Шрифт:
Интервал:
Закладка:
Сидя в своем уютном кабинете глубокой ночью, он писал в толстой кожаной тетради план официального отчета о последних опытах с искусственными гормонами. Но что-то постоянно мешало ему. Он то и дело вздрагивал, он чувствовал затылком чужой взгляд. Его знобило, хотя в кабинете пылал камин. Он уже не впервые сталкивался с набором этих совершенно новых, странных ощущений чужеродного, враждебного присутствия рядом с ним и даже внутри него.
Отто Штраус не употреблял ни алкоголя, ни наркотиков. В роду у него не было слабоумных, шизофреников, психопатов. Он прилично знал психиатрию, пытался проанализировать с научных позиций то, что с ним происходит, но натыкался на логические тупики. Допустим, голос русского летчика был всего лишь слуховой галлюцинацией.
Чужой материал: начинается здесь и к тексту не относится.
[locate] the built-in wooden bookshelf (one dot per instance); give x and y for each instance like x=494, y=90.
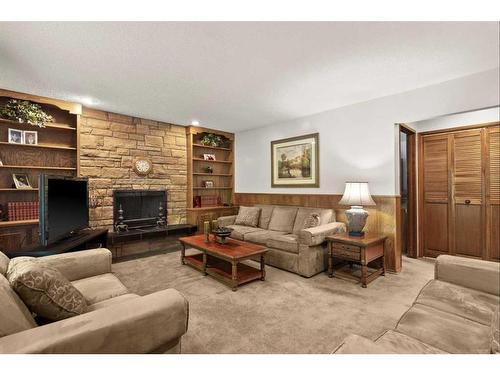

Даже у совершенно здоровых людей случаются галлюцинации от переутомления и недостатка сна. Но воображаемые голоса должны говорить на знакомом языке. Отто Штраус не знал русского. Почему, пока стрелки его часов застывали на двенадцати, он понимал каждое слово?
Позже, на следующий день, он нарочно попросил одного из лагерных переводчиков прочитать ему страницу текста по-русски. И ничего не понял. Между прочим, текст этот являлся письмом, которое нашли в планшете летчика, пятого испытуемого. Переводчик перевел все дословно. Письмо было от жены летчика. Ее звали Ольга.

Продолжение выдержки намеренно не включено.